Erica P. John Fund, Inc. v. Halliburton Co.

309 F.R.D. 251, 2015 U.S. Dist. LEXIS 97464, 2015 WL 4522863
CourtDistrict Court, N.D. Texas
DecidedJuly 25, 2015
DocketNo. 3:02-CV-1152-M
StatusPublished
Cited by12 cases

This text of 309 F.R.D. 251 (Erica P. John Fund, Inc. v. Halliburton Co.) is published on Counsel Stack Legal Research, covering District Court, N.D. Texas primary law. Counsel Stack provides free access to over 12 million legal documents including statutes, case law, regulations, and constitutions.

Bluebook
Erica P. John Fund, Inc. v. Halliburton Co., 309 F.R.D. 251, 2015 U.S. Dist. LEXIS 97464, 2015 WL 4522863 (N.D. Tex. 2015).

Opinion

MEMORANDUM OPINION AND ORDER

BARBARA M.G. LYNN, District Judge.

Before the Court is Plaintiffs’ Motion for Class Certification [Docket Entry #341], Defendants’ Response and Brief on Price Impact [Docket Entry # 572], and Plaintiffs’ Price Impact Memorandum [Docket Entry # 594]. For the reasons stated herein, the Court GRANTS in part Plaintiffs’ Motion for Class Certification, only with respect to the alleged corrective disclosure of December 7, 2001, and DENIES Plaintiffs’ Motion for Class Certification as to the other five corrective disclosures on which Plaintiffs rely.
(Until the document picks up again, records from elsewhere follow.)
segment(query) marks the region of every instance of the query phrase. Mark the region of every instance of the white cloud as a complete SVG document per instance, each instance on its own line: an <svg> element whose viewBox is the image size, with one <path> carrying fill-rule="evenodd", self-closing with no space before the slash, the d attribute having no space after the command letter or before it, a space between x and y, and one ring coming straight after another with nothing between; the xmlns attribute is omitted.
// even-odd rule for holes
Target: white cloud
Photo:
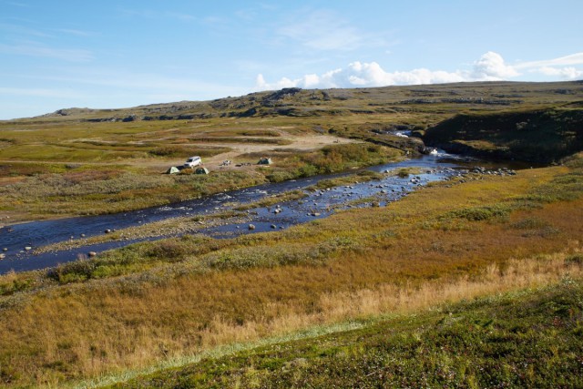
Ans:
<svg viewBox="0 0 583 389"><path fill-rule="evenodd" d="M518 76L518 72L504 62L497 53L488 51L474 63L472 78L484 81L506 79Z"/></svg>
<svg viewBox="0 0 583 389"><path fill-rule="evenodd" d="M330 88L366 87L393 85L441 84L464 81L497 81L521 76L520 70L543 76L576 79L583 77L583 71L576 67L541 67L540 64L583 64L583 54L567 56L548 61L537 61L508 65L502 56L489 51L473 63L471 70L430 70L417 68L409 71L387 72L376 62L353 62L345 68L325 72L320 76L305 75L299 78L282 77L274 83L265 81L262 75L257 77L256 90L281 89L282 87Z"/></svg>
I. BACKGROUND AND PROCEDURAL HISTORY

The parties are well-acquainted with the long and winding history of this matter. As a result, for orientation purposes only, the Court will provide the relevant facts from the Supreme Court’s decision in Halliburton, Co. v. Erica P. John Fund, Inc., — U.S.-, 134 S.Ct. 2398,189 L.Ed.2d 339 (2014) (“Halliburton II”):

Erica P. John Fund, Inc. (EPJ Fund), is the lead plaintiff in a putative class action against Halliburton and one of its executives (collectively Halliburton) alleging violations of section 10(b) of the Securities Exchange Act of 1934, 48 Stat. 891, 15 U.S.C. § 78j(b), and Securities and Exchange Commission Rule 10b-5, 17 CFR § 240.10b-5 (2013). According to EPJ Fund ... Halliburton made a series of misrepresentations regarding its potential liability in asbestos litigation, its expected revenue from certain construction contracts, and the anticipated benefits of its merger with another company — all in an attempt to inflate the price of its stock. Halliburton subsequently made a number of corrective disclosures, which, EPJ Fund contends, caused the company’s stock price to drop and investors to lose money. Halliburton II, 134 S.Ct. at 2405-06.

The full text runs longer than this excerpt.